Estudiantes quieren evitar la deportación de Luis

La comunidad universitaria no ha tardado en alzar la voz. En julio, 477 estudiantes y empleados enviaron cartas de apoyo a los Servicios de Visas de Duke. Una de ellas, citada por Siembra NC, revela el impacto profundo de Luis.

"Tuve un primer año bastante difícil socialmente y a menudo subía al autobús C1 con los auriculares puestos y no hablaba con nadie.

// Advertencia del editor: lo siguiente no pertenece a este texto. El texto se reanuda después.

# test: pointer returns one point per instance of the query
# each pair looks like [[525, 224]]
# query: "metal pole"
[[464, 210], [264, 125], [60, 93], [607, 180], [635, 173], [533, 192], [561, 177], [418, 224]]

Cada vez que Luis conducía, me daba la bienvenida al autobús y ponía música animada… Me recordó que debía quitarme los auriculares y reconocer con cuántas personas diferentes compartía la experiencia de estar en el campus día a día".

Sin opciones legales claras —pues ingresó sin inspección y no califica para una visa de trabajo ni residencia— su única esperanza a corto plazo es una extensión del TPS por parte de la actual administración.

En solidaridad, Siembra NC ha organizado una movilización. El próximo 4 de septiembre, simpatizantes partirán en autobús desde Durham hasta la oficina del senador Ted Budd en Raleigh, con la esperanza de que escuchen sus voces. El propio Budd ha reconocido anteriormente la importancia de inmigrantes como Juárez en Carolina del Norte.

Luis no busca atención ni fama. Solo desea seguir siendo parte de la comunidad que ayudó a construir, una sonrisa tras el volante que para muchos significó mucho más que un simple viaje.

"No quiero irme. Este es mi hogar", dijo Luis.